Crucé aquel país donde hablaban raro y me miraban peor para encontrarte. Recorrí el camino que nos separaba solo porque sabía que al otro lado estarías tú, allí, esperándome, con una cerveza recién empezada o un café negro y amargo humeando junto a un cigarrillo encendido, como lo tomabas siempre. Atravesé aquel territorio por el que nunca hubiera querido transitar porque nunca quise perder la seguridad del barrio y de los muchachos cerca. ¿Estás seguro? ¿Por qué lo haces? Me lo preguntaron ellos la última noche de aquel invierno, con la maleta preparada y el billete que me conduciría hasta ti. Llegaría allí. Buscaría la dirección apuntada en el papel, aunque la memoricé hace semanas. Y cuando la encontrase llamaría a tu puerta y abrirías. Me vería entonces reflejado en tus ojos. Quizá nos viese a los dos al fondo de los mismos, abrazados, adelantado unos segundos el futuro. Y te vería sobre todo a ti, por fin, a este lado del océano que nos separó. Atravesé aquel país donde no supe qué comer porque no supe cómo pedirlo. Los dedos de ambas manos entrelazados para calmar los nervios. Un paquete de pitillos agonizando con cada parada. Y las piernas listas para caminar tu ciudad, mis últimos metros de distancia. Cuando llegué te telefoneé. Estabas en casa. Lo siento, sé que ha sido un viaje largo, dijiste, pero no podemos vernos. Solo espero que algún día no me guardes rencor por haberte hecho esto, susurraste. Y colgaste.

19.1.13

Y que por fin sane el corazón...


Aquello era lo más parecido a una misa en la que nos encontrarían. El sábado, en aquel club. El hombre con su sombrero borsalino. Arrodillado sobre el escenario, en la penumbra, huyendo del foco y de las miradas.
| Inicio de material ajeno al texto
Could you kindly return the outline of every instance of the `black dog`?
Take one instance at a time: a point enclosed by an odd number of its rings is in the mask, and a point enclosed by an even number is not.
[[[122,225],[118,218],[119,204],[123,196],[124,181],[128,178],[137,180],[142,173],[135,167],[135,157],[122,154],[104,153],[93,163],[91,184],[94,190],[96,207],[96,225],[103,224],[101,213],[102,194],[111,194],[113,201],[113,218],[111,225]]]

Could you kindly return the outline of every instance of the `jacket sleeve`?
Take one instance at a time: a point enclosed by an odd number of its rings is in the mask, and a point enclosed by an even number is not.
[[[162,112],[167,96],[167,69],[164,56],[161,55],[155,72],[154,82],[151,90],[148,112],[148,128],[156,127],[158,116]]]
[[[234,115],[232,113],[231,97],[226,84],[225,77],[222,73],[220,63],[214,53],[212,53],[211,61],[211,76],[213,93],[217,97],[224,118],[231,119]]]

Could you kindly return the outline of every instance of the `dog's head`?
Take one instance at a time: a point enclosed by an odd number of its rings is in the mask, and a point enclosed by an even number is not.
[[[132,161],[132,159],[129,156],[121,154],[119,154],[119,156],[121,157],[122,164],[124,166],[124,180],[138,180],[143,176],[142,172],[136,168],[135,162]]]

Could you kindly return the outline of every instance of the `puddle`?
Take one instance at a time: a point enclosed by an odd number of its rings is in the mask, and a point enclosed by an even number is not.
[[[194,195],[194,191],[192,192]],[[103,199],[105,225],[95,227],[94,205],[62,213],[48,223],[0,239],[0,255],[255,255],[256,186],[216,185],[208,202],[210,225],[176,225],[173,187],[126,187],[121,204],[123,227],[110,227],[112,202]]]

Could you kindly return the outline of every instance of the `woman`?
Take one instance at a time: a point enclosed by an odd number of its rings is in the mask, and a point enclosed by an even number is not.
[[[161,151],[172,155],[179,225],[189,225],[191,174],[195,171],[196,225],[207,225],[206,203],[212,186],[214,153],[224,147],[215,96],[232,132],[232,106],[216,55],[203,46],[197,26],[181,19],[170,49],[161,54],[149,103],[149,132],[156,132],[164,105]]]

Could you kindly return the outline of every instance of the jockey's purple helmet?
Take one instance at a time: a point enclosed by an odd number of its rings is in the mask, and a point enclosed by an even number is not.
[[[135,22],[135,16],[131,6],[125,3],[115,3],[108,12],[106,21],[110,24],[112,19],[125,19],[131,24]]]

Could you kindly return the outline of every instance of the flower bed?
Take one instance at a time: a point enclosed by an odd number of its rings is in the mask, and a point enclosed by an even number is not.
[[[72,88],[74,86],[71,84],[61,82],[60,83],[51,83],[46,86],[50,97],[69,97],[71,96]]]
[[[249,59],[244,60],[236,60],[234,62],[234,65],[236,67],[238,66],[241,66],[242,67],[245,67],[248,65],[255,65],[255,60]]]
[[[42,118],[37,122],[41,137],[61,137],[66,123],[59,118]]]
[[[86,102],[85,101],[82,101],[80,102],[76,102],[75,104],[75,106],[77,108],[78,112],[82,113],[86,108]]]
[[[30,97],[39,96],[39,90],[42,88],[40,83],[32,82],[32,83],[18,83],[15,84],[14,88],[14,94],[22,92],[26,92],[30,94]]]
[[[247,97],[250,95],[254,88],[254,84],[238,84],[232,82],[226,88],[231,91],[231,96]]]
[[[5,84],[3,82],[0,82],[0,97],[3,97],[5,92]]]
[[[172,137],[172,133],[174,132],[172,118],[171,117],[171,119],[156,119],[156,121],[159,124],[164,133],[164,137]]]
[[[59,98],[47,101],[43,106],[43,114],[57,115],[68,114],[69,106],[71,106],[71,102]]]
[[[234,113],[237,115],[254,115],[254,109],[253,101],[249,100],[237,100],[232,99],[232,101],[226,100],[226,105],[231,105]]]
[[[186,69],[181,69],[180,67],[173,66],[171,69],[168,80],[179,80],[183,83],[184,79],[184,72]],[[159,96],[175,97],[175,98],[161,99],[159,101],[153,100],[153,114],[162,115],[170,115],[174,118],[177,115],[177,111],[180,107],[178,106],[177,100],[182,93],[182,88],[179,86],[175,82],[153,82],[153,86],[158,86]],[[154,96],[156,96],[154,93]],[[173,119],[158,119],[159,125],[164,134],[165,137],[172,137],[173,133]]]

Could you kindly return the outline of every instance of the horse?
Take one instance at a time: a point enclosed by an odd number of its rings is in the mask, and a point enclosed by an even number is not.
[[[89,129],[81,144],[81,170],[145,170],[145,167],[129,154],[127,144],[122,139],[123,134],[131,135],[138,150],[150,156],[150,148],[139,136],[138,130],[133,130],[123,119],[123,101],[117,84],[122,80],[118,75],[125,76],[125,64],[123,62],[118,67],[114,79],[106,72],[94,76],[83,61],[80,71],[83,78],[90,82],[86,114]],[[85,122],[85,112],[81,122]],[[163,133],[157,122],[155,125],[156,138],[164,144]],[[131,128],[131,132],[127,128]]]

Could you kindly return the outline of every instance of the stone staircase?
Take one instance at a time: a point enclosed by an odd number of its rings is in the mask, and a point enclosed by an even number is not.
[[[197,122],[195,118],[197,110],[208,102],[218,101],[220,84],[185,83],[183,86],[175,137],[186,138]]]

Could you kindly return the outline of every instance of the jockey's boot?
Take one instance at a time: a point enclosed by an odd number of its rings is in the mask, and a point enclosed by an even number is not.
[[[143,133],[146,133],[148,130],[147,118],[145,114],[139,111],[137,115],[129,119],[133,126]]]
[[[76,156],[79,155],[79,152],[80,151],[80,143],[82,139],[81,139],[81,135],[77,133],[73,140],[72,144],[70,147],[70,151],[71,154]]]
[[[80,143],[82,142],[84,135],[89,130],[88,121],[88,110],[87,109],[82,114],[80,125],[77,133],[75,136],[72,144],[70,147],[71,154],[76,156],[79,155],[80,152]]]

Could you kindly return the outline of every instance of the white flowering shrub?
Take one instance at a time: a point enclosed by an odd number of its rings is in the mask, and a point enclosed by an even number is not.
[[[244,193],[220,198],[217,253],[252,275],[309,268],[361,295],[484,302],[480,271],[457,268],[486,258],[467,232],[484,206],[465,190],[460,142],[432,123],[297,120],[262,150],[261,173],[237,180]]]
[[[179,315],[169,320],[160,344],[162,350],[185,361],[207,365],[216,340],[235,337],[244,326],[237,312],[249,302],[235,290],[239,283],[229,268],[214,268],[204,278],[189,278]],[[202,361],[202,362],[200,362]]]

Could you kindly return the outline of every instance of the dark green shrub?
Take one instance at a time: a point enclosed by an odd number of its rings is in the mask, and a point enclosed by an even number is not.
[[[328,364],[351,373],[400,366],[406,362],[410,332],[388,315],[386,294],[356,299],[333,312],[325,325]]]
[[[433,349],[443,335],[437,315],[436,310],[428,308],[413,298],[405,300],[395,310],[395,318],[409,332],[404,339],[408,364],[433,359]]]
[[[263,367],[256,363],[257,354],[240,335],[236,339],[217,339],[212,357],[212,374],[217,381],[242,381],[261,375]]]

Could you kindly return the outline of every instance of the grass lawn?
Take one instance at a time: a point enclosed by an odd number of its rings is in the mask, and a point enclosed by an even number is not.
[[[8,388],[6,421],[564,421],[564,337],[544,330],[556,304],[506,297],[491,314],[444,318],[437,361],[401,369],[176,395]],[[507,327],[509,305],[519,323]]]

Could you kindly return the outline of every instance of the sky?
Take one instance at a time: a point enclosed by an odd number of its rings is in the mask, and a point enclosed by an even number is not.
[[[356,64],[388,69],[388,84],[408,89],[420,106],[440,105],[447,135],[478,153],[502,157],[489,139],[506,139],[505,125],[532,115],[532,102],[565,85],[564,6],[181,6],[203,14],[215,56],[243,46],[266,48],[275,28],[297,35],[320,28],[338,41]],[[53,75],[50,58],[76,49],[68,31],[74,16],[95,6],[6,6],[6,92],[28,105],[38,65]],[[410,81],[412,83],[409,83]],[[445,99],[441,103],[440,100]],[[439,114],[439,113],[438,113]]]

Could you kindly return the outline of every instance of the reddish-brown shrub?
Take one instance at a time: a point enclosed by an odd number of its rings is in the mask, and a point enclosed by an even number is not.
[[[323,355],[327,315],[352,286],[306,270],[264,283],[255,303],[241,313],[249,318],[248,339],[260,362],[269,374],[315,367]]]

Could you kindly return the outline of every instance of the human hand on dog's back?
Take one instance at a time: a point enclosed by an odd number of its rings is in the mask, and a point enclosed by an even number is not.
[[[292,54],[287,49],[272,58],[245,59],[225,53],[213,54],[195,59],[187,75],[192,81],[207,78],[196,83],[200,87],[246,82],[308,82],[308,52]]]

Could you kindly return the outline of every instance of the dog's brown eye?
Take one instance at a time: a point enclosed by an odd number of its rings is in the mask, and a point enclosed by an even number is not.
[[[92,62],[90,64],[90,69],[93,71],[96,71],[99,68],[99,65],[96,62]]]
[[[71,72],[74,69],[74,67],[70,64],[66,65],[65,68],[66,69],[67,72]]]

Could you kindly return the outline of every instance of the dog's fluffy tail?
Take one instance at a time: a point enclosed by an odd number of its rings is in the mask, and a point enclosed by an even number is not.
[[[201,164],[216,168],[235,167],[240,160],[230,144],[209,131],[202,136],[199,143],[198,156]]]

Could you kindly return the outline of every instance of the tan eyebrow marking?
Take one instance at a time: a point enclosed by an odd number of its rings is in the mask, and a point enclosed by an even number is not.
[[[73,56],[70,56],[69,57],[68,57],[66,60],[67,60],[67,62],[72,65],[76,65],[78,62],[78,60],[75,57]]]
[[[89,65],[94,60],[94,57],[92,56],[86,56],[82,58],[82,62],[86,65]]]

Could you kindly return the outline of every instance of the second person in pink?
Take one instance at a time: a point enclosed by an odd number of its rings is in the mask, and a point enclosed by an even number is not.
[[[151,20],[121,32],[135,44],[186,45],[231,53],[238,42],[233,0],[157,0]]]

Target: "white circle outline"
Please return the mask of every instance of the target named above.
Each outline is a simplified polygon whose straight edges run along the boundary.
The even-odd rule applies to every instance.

Al fondo estábamos nosotros. “Rezad para que llegue ahora el perfume de las promesas que jamás os atrevisteis a prometer”, susurraba, cantando al suelo con las uñas clavadas en el alma. “La soledad de la nostalgia, allí donde el amor ya fue relegado. Y que se curen nuestro cuerpo y nuestra mente. Y que por fin sane el corazón”. Lo sentíamos en las entrañas. Donde solo se sienten el dolor y las náuseas. Donde empieza y termina todo. Ninguno hablábamos mientras duraban aquellas plegarias. Bebíamos en silencio con los ojos atrapados en su traje gris. Jamás nos pusimos a merced de un predicador. No quisimos que nos encerraran en una Biblia en la que no creímos. Nos negamos a acudir en grupo a buscar la fe entre muros con cruces que no entendíamos. Pero cada sábado, cuando la madrugada nos recordaba ya que volvería a amanecer y todo empezaría de nuevo, otra vez, nos confesábamos en aquel club, ante aquel anciano que no levantó los ojos de su infierno y nunca nos vio esconder las lágrimas cuando cantaba.